У меня остановитесь, - решительно сказала Елена, вылезая из машины.
- Нет, нет, давайте к ней пойдём! – снова заплакала Кира.
- Завтра пойдём, - успокоила Елена. – Сегодня – не надо. Пусть её обмоют-обрядят как следует. И всенощную над ней сегодня должны отчитать. Завтра, завтра пойдём, - пообещала она ещё раз.
Дом Елены оказался на другом конце деревни, далеко от избы бабы Маши. У Елены они долго и тихо ужинали; Кира всё время плакала. Муж её успокаивал, а Елена строго сказала:
- Нельзя так, возьми себя в руки. Это для девочки плохо.
- Для какой девочки? – удивилась, всхлипывая, Кира.
- Для твоей.

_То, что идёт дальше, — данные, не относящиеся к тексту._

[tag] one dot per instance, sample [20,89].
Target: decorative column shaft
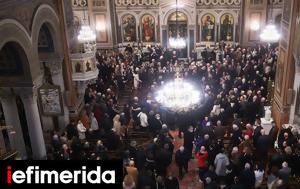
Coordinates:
[34,125]
[11,115]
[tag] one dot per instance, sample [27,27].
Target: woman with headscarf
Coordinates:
[117,125]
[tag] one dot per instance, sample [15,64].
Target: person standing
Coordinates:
[71,130]
[143,120]
[202,157]
[171,182]
[188,141]
[81,130]
[221,162]
[136,79]
[182,160]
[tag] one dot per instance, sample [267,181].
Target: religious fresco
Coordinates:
[148,28]
[11,60]
[129,28]
[208,28]
[88,66]
[227,25]
[101,28]
[178,27]
[50,98]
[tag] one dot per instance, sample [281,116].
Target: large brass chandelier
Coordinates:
[178,95]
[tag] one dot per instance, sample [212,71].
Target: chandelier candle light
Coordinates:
[178,95]
[177,42]
[270,33]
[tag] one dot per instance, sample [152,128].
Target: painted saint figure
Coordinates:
[208,28]
[129,28]
[148,28]
[226,27]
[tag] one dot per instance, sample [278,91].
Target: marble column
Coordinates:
[11,115]
[2,143]
[57,77]
[29,98]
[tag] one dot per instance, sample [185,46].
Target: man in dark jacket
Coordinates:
[188,141]
[248,177]
[182,160]
[263,146]
[163,160]
[171,182]
[71,130]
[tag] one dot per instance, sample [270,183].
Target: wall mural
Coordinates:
[208,27]
[148,28]
[11,60]
[129,28]
[227,25]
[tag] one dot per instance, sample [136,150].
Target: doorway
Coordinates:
[178,27]
[24,126]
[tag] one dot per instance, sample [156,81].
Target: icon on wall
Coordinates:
[129,28]
[148,28]
[50,99]
[226,30]
[208,27]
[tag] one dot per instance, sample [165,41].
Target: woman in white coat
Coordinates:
[136,78]
[94,123]
[81,130]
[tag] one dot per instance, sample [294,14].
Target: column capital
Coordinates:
[6,93]
[27,93]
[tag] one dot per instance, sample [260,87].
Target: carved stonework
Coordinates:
[79,3]
[218,2]
[137,2]
[276,2]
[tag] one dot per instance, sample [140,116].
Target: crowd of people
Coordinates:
[224,134]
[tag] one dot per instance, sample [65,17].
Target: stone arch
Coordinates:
[234,14]
[13,32]
[45,16]
[141,26]
[121,15]
[207,12]
[150,13]
[172,10]
[123,30]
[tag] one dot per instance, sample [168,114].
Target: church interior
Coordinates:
[186,93]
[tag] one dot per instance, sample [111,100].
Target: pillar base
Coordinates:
[280,114]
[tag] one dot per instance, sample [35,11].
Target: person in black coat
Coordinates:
[263,146]
[188,141]
[163,160]
[182,159]
[71,130]
[248,177]
[171,182]
[236,135]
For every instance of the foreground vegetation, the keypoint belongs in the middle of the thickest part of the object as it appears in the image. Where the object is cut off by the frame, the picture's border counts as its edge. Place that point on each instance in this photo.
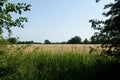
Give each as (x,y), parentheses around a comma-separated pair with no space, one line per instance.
(59,65)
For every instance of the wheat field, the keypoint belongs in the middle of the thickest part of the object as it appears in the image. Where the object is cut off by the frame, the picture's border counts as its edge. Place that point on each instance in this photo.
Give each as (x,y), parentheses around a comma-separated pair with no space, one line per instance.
(55,48)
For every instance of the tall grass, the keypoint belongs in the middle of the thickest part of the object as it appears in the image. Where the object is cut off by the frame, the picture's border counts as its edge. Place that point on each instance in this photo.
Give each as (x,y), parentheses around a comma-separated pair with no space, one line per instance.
(46,65)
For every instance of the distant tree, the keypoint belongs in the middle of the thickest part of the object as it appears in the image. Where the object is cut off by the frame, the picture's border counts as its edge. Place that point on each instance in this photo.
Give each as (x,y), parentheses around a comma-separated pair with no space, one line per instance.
(47,41)
(74,40)
(12,40)
(110,28)
(86,41)
(7,19)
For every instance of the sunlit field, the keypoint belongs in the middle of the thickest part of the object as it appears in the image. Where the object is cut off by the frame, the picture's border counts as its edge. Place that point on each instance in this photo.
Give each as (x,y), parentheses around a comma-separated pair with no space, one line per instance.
(61,48)
(57,62)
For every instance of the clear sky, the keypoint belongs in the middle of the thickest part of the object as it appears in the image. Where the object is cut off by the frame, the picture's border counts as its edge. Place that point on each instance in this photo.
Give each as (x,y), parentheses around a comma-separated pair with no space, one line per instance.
(59,20)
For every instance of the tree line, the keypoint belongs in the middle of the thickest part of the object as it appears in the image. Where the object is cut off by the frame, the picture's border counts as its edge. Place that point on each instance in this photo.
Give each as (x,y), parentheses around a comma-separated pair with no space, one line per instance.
(95,39)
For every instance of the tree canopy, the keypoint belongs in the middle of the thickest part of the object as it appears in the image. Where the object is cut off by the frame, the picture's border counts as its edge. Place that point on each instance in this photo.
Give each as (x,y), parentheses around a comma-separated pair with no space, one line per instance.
(7,19)
(110,28)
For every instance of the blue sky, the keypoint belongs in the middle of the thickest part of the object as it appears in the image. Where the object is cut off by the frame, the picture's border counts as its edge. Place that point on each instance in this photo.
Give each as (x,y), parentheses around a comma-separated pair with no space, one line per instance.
(59,20)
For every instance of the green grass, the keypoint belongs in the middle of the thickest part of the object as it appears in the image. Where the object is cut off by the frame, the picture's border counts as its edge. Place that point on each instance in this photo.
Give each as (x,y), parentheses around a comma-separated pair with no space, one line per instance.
(58,66)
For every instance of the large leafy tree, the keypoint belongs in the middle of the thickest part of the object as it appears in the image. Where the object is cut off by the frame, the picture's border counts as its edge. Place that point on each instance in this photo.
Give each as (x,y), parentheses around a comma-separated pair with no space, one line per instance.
(110,28)
(7,19)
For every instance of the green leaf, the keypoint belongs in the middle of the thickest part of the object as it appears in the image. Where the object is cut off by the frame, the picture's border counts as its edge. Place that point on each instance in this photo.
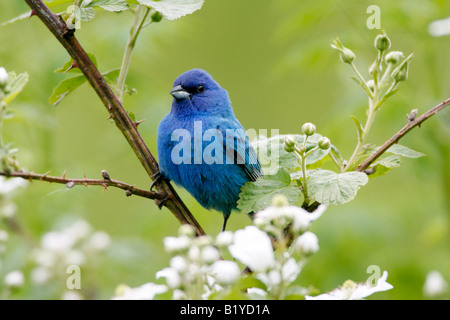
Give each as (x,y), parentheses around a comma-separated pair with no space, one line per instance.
(382,166)
(331,188)
(23,16)
(359,127)
(271,152)
(65,87)
(258,195)
(174,9)
(110,5)
(403,151)
(15,85)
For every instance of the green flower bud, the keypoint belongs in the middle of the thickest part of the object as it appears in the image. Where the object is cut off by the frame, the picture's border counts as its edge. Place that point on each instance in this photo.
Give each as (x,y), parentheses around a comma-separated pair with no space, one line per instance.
(382,42)
(289,143)
(347,55)
(4,77)
(309,129)
(401,72)
(324,143)
(371,85)
(394,57)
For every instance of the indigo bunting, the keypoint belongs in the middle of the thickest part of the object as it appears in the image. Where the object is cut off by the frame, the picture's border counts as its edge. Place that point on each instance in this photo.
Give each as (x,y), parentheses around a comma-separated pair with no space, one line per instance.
(203,147)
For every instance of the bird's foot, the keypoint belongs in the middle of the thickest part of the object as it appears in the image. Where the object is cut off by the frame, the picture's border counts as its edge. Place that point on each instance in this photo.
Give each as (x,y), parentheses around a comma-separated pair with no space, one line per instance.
(162,202)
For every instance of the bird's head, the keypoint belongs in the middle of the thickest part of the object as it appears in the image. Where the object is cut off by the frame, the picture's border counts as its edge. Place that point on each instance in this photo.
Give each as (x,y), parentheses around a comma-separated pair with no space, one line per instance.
(196,91)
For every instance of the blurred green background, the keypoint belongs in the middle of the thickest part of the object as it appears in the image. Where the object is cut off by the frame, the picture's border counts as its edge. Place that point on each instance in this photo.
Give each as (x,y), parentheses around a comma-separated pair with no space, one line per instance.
(275,60)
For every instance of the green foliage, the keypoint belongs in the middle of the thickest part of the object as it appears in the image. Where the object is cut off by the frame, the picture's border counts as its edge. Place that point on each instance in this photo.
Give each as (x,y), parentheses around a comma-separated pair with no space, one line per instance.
(258,195)
(331,188)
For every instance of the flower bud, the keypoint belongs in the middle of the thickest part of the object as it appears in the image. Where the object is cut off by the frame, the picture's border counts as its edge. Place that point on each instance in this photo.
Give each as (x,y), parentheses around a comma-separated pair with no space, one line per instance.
(324,143)
(4,77)
(371,85)
(347,55)
(308,129)
(382,42)
(393,57)
(401,72)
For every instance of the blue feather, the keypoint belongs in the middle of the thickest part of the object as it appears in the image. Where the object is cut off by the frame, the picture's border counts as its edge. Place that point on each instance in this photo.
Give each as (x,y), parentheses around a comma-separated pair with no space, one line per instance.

Дочка у вас родится; так баба Маша сказала, - объяснила Елена.
Дочка, значит… И неизвестно, то ли от удивления, то ли от новости, - но Кира действительно попритихла, а душевная боль не то что ушла, а как-то притупилась, как будто нашла себе уголок-каморку где-то глубоко в сердце да и затаилась там. После ужина Елена стала мыть посуду, а Кира – помогать ей.
Егор Степанович ушёл с Колюней в его комнатку, и они там начали что-то тихонько мастерить.
- Эх, нет у моего парня отца, - вздохнула Елена.